Collaborating to Break the Cycle of Modern Slavery

Collaborating to Break the Cycle of Modern Slavery

Collaborating to Break the Cycle of Modern Slavery

Forty million men, women, and children remain in modern slavery today, of which twenty-five million are in forced labor and fifteen million in forced marriage. The majority are women and girls, including nearly all of the 4.8 million victims of forced sexual exploitation.

The first international convention on forced labor was adopted by the International Labor Organization (ILO) in 1930 (Convention 29). It states that forced labor is a “service which is exacted from any person under the menace of any penalty and for which the said person has not offered himself voluntarily.”

The world’s only tripartite multilateral organization, the ILO celebrated its centenary in 2019, marking one hundred years of governments, workers, and employers working together to achieve social justice.
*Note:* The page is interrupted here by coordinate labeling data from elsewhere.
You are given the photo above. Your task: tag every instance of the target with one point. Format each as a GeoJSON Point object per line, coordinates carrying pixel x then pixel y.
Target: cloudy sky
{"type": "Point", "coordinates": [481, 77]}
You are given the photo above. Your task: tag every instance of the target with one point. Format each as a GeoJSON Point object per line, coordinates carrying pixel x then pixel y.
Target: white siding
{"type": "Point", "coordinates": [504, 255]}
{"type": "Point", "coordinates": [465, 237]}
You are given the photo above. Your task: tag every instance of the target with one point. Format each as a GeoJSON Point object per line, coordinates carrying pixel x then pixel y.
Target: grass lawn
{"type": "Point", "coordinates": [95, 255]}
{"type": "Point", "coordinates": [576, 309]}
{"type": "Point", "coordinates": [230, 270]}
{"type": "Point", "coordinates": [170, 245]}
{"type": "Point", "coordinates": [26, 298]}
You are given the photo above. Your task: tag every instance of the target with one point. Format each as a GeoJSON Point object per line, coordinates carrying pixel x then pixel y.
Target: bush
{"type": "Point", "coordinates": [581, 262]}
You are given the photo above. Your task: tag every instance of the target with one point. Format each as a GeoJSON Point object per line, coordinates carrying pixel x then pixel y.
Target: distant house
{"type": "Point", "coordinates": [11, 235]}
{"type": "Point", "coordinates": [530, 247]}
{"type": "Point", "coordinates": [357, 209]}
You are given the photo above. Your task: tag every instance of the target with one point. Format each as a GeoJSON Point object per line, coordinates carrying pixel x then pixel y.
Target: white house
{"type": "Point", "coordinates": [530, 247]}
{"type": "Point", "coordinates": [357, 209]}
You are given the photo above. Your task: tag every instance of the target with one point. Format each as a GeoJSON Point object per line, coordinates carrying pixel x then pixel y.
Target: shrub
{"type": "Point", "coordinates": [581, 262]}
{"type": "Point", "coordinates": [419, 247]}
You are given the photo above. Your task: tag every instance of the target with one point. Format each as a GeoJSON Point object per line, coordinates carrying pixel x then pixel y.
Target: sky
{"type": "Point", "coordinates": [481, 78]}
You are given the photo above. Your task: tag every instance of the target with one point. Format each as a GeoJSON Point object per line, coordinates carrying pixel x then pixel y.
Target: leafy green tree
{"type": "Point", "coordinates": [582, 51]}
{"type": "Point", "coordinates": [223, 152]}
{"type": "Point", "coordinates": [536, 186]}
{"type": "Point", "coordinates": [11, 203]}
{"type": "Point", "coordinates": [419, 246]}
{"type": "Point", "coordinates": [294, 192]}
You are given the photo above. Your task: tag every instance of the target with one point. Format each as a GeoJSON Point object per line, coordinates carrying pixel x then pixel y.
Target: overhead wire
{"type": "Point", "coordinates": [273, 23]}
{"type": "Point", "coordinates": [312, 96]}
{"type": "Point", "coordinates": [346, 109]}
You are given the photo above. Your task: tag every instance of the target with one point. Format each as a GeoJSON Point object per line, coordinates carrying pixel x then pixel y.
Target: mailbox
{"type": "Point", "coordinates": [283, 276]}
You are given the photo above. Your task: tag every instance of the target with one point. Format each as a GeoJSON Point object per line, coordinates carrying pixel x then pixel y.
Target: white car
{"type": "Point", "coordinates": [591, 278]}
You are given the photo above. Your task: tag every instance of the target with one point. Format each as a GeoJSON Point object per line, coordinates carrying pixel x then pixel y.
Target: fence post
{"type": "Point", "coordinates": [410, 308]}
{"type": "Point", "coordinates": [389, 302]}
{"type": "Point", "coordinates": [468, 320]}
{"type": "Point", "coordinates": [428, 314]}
Its close collaboration with the U.S. Department of Labor over the past twenty-five years has helped to expand the International Program on the Elimination of Child Labor (IPEC) and bring ninety million children out of work.

Progress on forced labor has been slower, but the adoption in 2014 of a Protocol and Recommendation to Convention 29 has provided fresh impetus. It sends a clear message to all stakeholders and countries that forced labor and human trafficking are serious human rights violations and crimes and need to be dealt with as such.

The ILO, the International Organisation of Employers, and the International Trade Union Confederation organized the “50 for Freedom Campaign” aimed at expanding ratification of the 2014 Protocol on Forced Labor.

The campaign reached its goal just last week, on March 17, when the protocol received its fiftieth ratification. Fifty member states from all parts of the world have now committed to “develop[ing] a national policy and plan of action for the effective and sustained suppression of forced or compulsory labor in consultation with employers’ and workers’ organizations.”

Nevertheless, the challenge remains daunting. The COVID-19 pandemic, armed conflict, climate change, and natural disasters have put the most vulnerable members of our societies, including migrants, at greater risk. They often face physical and sexual violence as part of an atmosphere of coercion and intimidation, which can include the withholding of wages or important documents like passports, or debt bondage resulting from recruitment costs.